Biotech smells the coffee | Evaluate

2022-06-25 02:37:40 By : Ms. yajie zhang

Back in 2016 Radius Health was a hotly tipped takeover target boasting a $2.5bn market cap and an osteoporosis candidate primed for the big time. But that drug, Tymlos, failed to live up to hopes and the company is now being taken private by two healthcare investment firms, for $890m.

And after only 19 months after reversing into a Nasdaq listing, F-Star Therapeutics has agreed to be bought by Chinese developer Sino Bio for $161m. The UK bispecifics developer was facing the prospect of a dilutive raise, with only enough cash left to last until early next year.

Both deals are the result of the dire market conditions and with few expectations of a recovery any time soon more moves like these will inevitably follow.

The aggregate enterprise value of the world’s biotech sector is down 74% since it peaked in February last year, investment bank Torreya calculates. Meanwhile the number of life science companies trading below their enterprise value has ballooned this year, with 215 in that state last week.

It is worth noting, however, that both Radius and F-Star had revenue streams and promising projects to monetise.
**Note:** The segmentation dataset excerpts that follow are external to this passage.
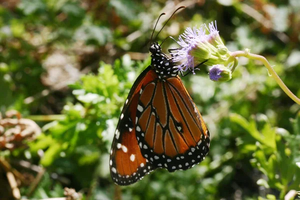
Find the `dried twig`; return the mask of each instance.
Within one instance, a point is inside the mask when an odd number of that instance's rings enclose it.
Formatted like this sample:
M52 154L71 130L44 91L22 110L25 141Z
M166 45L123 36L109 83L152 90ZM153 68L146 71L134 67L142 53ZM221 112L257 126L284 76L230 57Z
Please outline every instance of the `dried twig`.
M13 150L24 145L24 141L34 140L42 130L33 120L21 118L16 110L6 113L6 118L0 116L0 150ZM12 118L14 116L16 118Z
M12 196L15 200L20 200L21 198L21 194L20 190L18 187L18 184L14 174L11 172L6 172L6 177L8 178L8 180L12 188Z
M35 191L36 187L38 187L38 185L42 180L44 174L46 171L46 169L42 168L42 170L38 174L38 175L36 177L36 178L30 184L29 186L29 190L28 192L27 192L27 196L30 196L32 195L34 192Z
Finding these sorts of lifelines will be even tougher for earlier-stage developers with less to offer.

In Radius’s case, its financial profile probably attracted Gurnet Point and Patient Square. Although fairly heavily indebted the company has accumulated $1.7bn in net operating losses, or NOLs, which can be used to maximise cash returns in various circumstances, like asset sales. Radius is owner of a promising breast cancer drug, the Serd elacestrant, which could be sold off, maybe to partner Menarini, along with other pipeline projects, analysts believe.

Tymlos never made the splash in osteoporosis that was initially promised, but it is bringing in around $250m a year. That cash flow and the other attributes makes Radius more of a viable proposition for financial buyers.

The $890m transaction will see investors get $10 per share immediately and a $1 CVR, which becomes payable if Tymlos sales hit a certain threshold. The upfront payment represents a 45% premium over Radius’s 30-day average share price; summing up the situation analysts at Stifel said investors would be getting “a relatively 'safe and secure' gain in a bear market characterized by extreme risk and volatility”.

F-star too has struggled for years to make headway, and while it does not have any projects close to the market it does have a couple of big pharma collaborations under its belt that could bring future revenues. The most successful deal it struck was with Denali, which bought some neurodegeneration assets in 2018.

The company’s lead asset is FS118, a Lag-3/PD-L1 bispecific that Merck KGaA previously had an option over. Important data are due mid-year from a head and neck trial − perhaps Sino Biopharm got an early glimpse of the data. F-Star will become part of the Chinese group’s ex-China R&D subsidiary, Invox Pharma, which is based in the UK.

SVB analysts noted that while the $7.12 per share take out price is attractive compared to F-Star’s share price over the past year, it is below the $7.20 per share average cost basis of the group’s top 15 shareholders. However the alternative for these investors would be to support an equity raise at even steeper discount, so aside from insisting that a better offer is found they probably have little option but to support the deal.

With tumbling valuations across the sector, these are the sorts of quandaries that many developers and investors will be facing in the coming months. And while they are not the sorts of big ticket transactions that will tempt investors back to biotech, they at least show an adjustment to the new realities.